Everyone knows that the SAT is a standardized test that many colleges use as part of the admissions process. Students want to achieve the highest score possible, and it’s often recommended that they take the SAT multiple times before graduating high school.

What students may not know, however, is that many colleges will superscore your SAT scores. This means that they will take the highest section scores from all of your test results and use only these scores for admissions decisions. Read on to learn can you combine SAT scores?

Can You Combine SAT Scores: Superscoring the SAT

Every college and university has its own set of SAT score-use policies. Currently, many are temporarily not requiring that students submit SAT scores as part of their admission applications. However, regardless of whether they follow a “test-optional” or a “test-required” policy, schools may or may not superscore SAT scores.

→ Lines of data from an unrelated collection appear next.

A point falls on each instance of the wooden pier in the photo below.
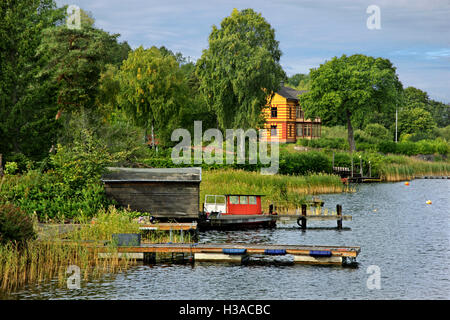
(167, 226)
(304, 254)
(304, 217)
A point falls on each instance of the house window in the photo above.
(273, 112)
(299, 130)
(299, 112)
(234, 200)
(273, 131)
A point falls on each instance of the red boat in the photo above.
(232, 211)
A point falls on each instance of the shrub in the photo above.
(387, 147)
(407, 148)
(304, 162)
(11, 167)
(15, 225)
(378, 132)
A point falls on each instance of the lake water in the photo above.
(407, 239)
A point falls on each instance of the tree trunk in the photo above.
(351, 138)
(153, 137)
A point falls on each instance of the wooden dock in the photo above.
(304, 217)
(167, 226)
(229, 252)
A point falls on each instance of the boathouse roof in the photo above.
(121, 175)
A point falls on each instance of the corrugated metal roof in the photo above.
(119, 175)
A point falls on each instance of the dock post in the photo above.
(303, 218)
(352, 164)
(339, 214)
(360, 167)
(1, 165)
(332, 166)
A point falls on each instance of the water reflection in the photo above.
(395, 228)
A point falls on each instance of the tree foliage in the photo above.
(76, 58)
(240, 69)
(26, 104)
(352, 87)
(152, 89)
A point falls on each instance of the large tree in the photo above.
(76, 58)
(152, 89)
(352, 87)
(240, 69)
(27, 109)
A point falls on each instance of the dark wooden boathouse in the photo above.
(165, 193)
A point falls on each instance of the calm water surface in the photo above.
(397, 231)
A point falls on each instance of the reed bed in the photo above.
(287, 191)
(35, 262)
(48, 258)
(409, 168)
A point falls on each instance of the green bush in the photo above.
(387, 147)
(11, 167)
(407, 148)
(304, 162)
(15, 225)
(332, 143)
(378, 132)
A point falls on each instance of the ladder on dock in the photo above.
(229, 252)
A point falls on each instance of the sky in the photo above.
(413, 34)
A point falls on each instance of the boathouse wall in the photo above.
(168, 193)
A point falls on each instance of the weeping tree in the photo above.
(240, 69)
(152, 89)
(352, 87)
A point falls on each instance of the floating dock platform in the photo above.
(228, 252)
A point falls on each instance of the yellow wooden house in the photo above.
(285, 119)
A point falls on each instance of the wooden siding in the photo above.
(160, 199)
(287, 122)
(172, 193)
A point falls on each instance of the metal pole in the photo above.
(396, 120)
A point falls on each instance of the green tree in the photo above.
(415, 121)
(152, 89)
(352, 87)
(240, 69)
(75, 58)
(27, 107)
(416, 98)
(299, 81)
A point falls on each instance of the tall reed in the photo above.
(408, 168)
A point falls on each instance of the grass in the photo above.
(285, 191)
(399, 168)
(47, 258)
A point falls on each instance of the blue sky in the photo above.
(414, 35)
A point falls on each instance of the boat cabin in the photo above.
(233, 204)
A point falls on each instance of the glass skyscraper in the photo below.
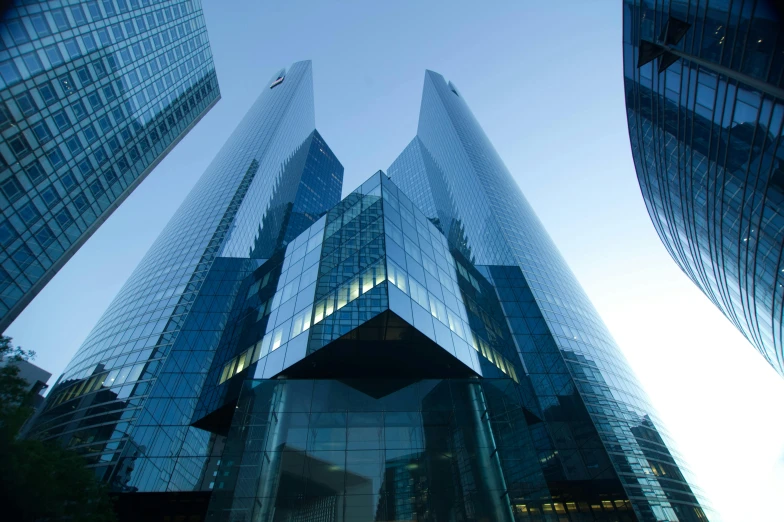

Superscoring the SAT combines your top scores, but there’s a certain routine to it. Suppose that you take the SAT twice, and during your first time, you achieve an Evidence-Based Reading and Writing (EBRW) score of 690 and a Math score of 710.

When you take the SAT the second time, you improve your Evidence-Based Reading and Writing score by 60 points but your math score slips by 10 points. Universities that superscore SAT scores will use your second EBRW and first Math scores since those were the highest ones.

Score-Use Policies: What’s the Difference?

Colleges can follow several types of SAT score-use policies, including:

  • Score choice
  • Single highest test date
  • All scores required

While “single highest test date” and “all scores required” might be self-explanatory, score choice warrants more explanation.

Score Choice

Score choice is offered by The College Board, which is the organization that provides the SAT. It’s an optional program that allows students to select which of their scores or set of scores are sent to colleges. 

In other words, when colleges honor score choices, they allow students to control which score reports and which test dates are sent to specific colleges. 

It’s important to note that many colleges require that students submit all their scores so the admissions committees can review the highest scores for themselves. Make sure you review the specific policies of the colleges to which you want to apply.

Single Highest Test Date

With this SAT score-use policy, a college will take the highest total SAT score (Math and EBRW combined) into consideration, regardless of when you took the test or whether it’s your most recent score. Some schools request that students still send in their scores from all test dates for scores to be updated in their applicant files.

All Scores Required

This policy requires you to submit every SAT score from every sitting on every test date in which you participated. Some schools use this policy to see improvements you have made over time with the sections and on the entire exam itself.